Raconte-nous la vie en van ? Qu’est-ce que c’est une journée type ?
Je me réveille tôt et je lance vite ma journée. Il faut savoir que quand on vit et on travaille dans un van il faut tout ranger très vite pour passer du mode nuit au mode jour. Cela me prend pas loin de 45 minutes. Il faut vérifier que j’ai de l’eau. Je dois aussi checker que mes panneaux solaires ont bien chargé ma batterie. Et ensuite je me mets à bosser sur mes projets d’architecture d’intérieur. Je suis très productive le matin.
En général, pour déjeuner, je pars avec ma couverture, ma salade et je pars pique-niquer dans la nature. L’avantage avec un vieux van vert pomme c’est que les gens viennent à ma rencontre pour poser plein de question. Humainement c’est très chouette. L’après-midi je le consacre davantage à approfondir tous les sujets autour de l’aménagement éco-responsable.
Ça, c’est quand je travaille dans mon van. Sinon, je prends la route à bord de Mahana pour aller à la rencontre d’initiatives dès le petit matin. Et quand mes interlocuteurs me voient arriver à bord de mon van, c’est magique. Ils sont hyper surpris. Mahana est un excellent camarade pour briser la glace. Ils sont souvent surpris que je sois la propriétaire du van. C’est très drôle.
Où gares-tu ton van ?
Ma réalité est moins glamour que les clichés que l’on peut voir sur le web. Je ne gare pas mon van dans des paysages isolés et paradisiaques genre sur une falaise surplombant la mer. Je suis une femme seule, il faut donc que je fasse un peu attention. Je vais dans des aires de camping-car ou dans des campings. J’aime aussi beaucoup les mini-campings chez les particuliers. Je partage des moments avec les gens qui hébergent. En général, ils connaissent bien la région et ont plein de choses à raconter. Ce sont des moments très riches. Je reste environ 3-4 jours au même endroit. Mais c’est une erreur, il faudrait réduire mes déplacements et prendre plus le temps et savourer mes rencontres.

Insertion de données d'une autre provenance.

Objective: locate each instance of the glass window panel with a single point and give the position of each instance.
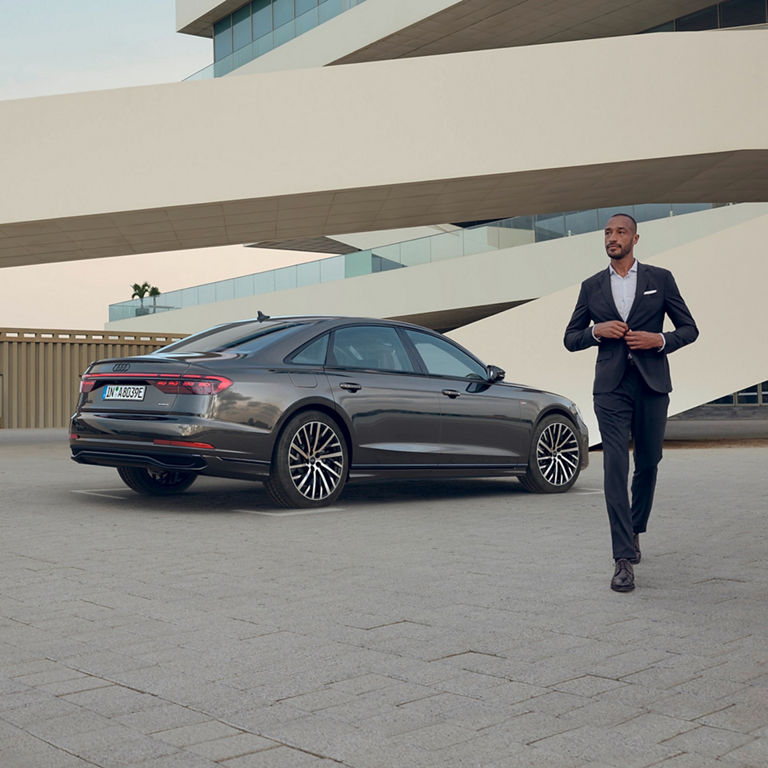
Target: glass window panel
(357, 264)
(389, 253)
(449, 245)
(262, 18)
(703, 19)
(332, 269)
(415, 252)
(668, 27)
(307, 21)
(222, 38)
(476, 240)
(313, 354)
(550, 227)
(189, 297)
(242, 56)
(282, 12)
(327, 9)
(264, 44)
(371, 347)
(580, 222)
(740, 13)
(241, 27)
(285, 33)
(442, 358)
(383, 264)
(223, 66)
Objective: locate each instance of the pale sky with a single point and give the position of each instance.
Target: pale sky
(62, 47)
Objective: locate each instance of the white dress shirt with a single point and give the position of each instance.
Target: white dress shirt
(623, 290)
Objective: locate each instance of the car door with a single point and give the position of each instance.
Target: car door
(481, 421)
(393, 408)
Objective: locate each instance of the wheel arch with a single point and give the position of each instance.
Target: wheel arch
(324, 406)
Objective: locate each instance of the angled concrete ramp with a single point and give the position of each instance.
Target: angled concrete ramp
(385, 144)
(722, 276)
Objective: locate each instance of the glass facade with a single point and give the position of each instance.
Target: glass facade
(489, 236)
(732, 13)
(261, 25)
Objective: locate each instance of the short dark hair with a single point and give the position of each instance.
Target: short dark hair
(626, 216)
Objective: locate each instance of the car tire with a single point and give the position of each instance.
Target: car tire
(554, 460)
(156, 482)
(310, 463)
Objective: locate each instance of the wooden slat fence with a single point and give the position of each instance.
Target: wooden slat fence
(40, 370)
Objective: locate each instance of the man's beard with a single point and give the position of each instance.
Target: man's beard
(618, 255)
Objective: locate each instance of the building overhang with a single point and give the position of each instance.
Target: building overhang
(266, 157)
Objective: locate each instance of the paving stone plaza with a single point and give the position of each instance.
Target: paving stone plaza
(414, 624)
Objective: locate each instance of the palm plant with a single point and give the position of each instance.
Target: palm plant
(140, 290)
(154, 292)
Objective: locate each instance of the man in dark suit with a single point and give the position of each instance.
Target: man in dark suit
(621, 311)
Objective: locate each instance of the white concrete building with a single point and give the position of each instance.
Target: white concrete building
(322, 120)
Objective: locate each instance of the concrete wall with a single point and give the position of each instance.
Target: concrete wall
(385, 144)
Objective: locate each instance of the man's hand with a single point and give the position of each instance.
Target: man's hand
(611, 329)
(643, 340)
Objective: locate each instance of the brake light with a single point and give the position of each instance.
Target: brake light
(183, 444)
(169, 384)
(192, 385)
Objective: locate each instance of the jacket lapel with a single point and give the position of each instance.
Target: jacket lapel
(641, 286)
(605, 288)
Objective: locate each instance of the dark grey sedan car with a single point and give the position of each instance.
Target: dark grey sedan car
(306, 403)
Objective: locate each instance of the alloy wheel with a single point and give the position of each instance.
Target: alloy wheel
(316, 460)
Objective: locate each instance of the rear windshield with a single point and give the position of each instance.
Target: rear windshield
(241, 337)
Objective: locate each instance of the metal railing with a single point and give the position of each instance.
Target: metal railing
(40, 369)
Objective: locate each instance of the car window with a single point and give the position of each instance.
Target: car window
(313, 353)
(442, 358)
(374, 347)
(243, 337)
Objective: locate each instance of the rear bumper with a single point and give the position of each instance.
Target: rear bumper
(204, 464)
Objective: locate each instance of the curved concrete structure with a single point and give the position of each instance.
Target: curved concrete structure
(419, 141)
(728, 305)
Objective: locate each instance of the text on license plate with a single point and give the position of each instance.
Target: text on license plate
(123, 392)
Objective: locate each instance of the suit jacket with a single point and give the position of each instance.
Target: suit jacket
(656, 295)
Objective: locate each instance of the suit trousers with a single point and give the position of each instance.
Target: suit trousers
(633, 410)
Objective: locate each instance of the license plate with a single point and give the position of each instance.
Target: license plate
(123, 392)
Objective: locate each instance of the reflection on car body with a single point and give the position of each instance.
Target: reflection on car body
(305, 403)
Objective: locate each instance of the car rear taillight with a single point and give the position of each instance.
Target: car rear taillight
(191, 384)
(170, 384)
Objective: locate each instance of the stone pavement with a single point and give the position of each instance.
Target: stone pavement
(414, 624)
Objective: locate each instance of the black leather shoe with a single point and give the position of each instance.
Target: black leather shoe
(623, 577)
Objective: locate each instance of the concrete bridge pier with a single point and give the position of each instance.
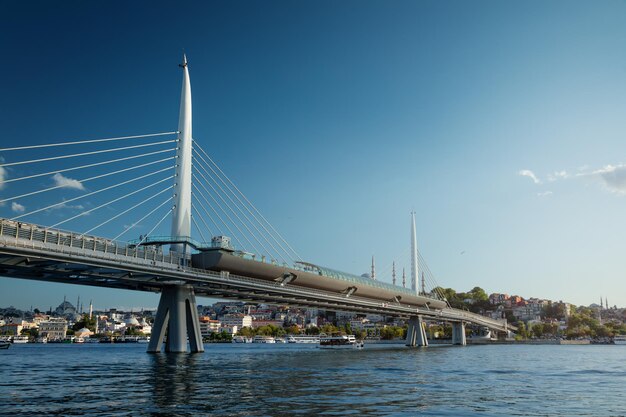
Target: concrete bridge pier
(458, 334)
(416, 333)
(177, 313)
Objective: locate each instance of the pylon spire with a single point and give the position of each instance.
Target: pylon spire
(414, 265)
(181, 219)
(373, 269)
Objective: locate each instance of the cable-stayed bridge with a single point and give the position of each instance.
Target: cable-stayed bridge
(167, 178)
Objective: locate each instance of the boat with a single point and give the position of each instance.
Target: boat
(303, 339)
(242, 339)
(263, 339)
(340, 342)
(620, 340)
(20, 339)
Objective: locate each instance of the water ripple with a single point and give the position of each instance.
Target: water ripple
(287, 380)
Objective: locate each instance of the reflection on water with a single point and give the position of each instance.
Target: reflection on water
(286, 380)
(173, 378)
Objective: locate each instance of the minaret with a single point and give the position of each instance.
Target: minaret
(181, 218)
(414, 267)
(373, 269)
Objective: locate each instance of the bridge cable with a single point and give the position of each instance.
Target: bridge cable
(132, 225)
(108, 202)
(234, 236)
(193, 194)
(202, 219)
(88, 166)
(199, 163)
(152, 230)
(91, 193)
(248, 201)
(193, 220)
(52, 158)
(56, 187)
(252, 246)
(81, 142)
(246, 206)
(240, 220)
(129, 209)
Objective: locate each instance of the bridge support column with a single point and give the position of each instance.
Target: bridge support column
(178, 314)
(458, 334)
(416, 333)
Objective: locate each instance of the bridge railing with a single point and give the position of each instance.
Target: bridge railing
(26, 234)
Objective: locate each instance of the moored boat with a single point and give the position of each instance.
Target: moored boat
(242, 339)
(263, 339)
(303, 339)
(20, 339)
(340, 342)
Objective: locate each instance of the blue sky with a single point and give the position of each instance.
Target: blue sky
(499, 123)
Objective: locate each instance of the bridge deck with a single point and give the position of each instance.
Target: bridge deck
(34, 252)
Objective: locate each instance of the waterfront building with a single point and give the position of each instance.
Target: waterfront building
(261, 323)
(84, 332)
(239, 320)
(208, 326)
(12, 329)
(55, 328)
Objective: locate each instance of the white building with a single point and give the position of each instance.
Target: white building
(208, 326)
(55, 328)
(239, 320)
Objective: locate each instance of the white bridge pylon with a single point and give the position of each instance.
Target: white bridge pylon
(177, 312)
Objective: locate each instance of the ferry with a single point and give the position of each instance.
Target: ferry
(303, 339)
(263, 339)
(20, 339)
(620, 340)
(242, 339)
(340, 342)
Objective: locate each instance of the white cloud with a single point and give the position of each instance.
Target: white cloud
(65, 182)
(528, 173)
(558, 175)
(64, 206)
(613, 176)
(17, 207)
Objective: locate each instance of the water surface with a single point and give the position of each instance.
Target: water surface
(301, 380)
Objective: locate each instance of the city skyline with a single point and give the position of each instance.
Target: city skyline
(501, 129)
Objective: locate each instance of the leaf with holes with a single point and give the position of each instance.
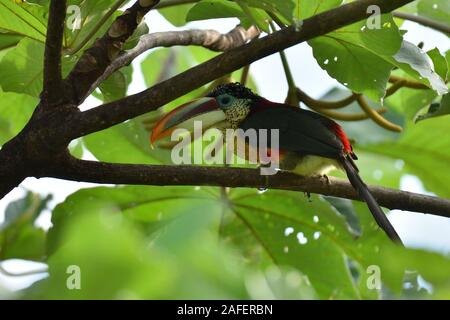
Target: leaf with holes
(355, 55)
(21, 69)
(23, 19)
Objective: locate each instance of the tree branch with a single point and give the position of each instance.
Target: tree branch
(423, 21)
(161, 175)
(209, 39)
(52, 91)
(116, 112)
(96, 59)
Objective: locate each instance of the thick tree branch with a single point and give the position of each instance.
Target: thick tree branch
(52, 92)
(109, 173)
(96, 59)
(116, 112)
(423, 21)
(209, 39)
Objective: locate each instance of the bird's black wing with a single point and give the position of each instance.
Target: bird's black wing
(300, 131)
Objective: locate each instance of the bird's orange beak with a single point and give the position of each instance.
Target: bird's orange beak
(205, 110)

Comment choisis-tu les étapes de ton parcours ?
Cela peut être motivé par une initiative que je veux découvrir. Cela peut aussi être pour faire une rando sympa, visiter un musée intéressant ou prendre café dans un petit village pittoresque. Je prends du temps pour moi et cela me rend plus créative.
As-tu trouver ton rythme facilement ?
J’ai eu du mal au début. Que ce soit pour le road trip ou pour le boulot, il fallait que j’anticipe mon organisation et je ne savais pas trop comment faire. C’est très différent de ce que j’avais connu jusque-là en étant étudiante puis salariée. J’étais très inquiète de savoir si j’étais dans la bonne démarche. Heureusement, j’ai pu rencontrer et interroger d’autres nomades et comprendre comment ils géraient leur équilibre vie pro et vie perso sur la route. Et j’ai fait le constat que ma faiblesse c’est d’être en solo. C’est forcément plus dur quand on est aux manettes de sa vie pro et au volant de son van en même temps.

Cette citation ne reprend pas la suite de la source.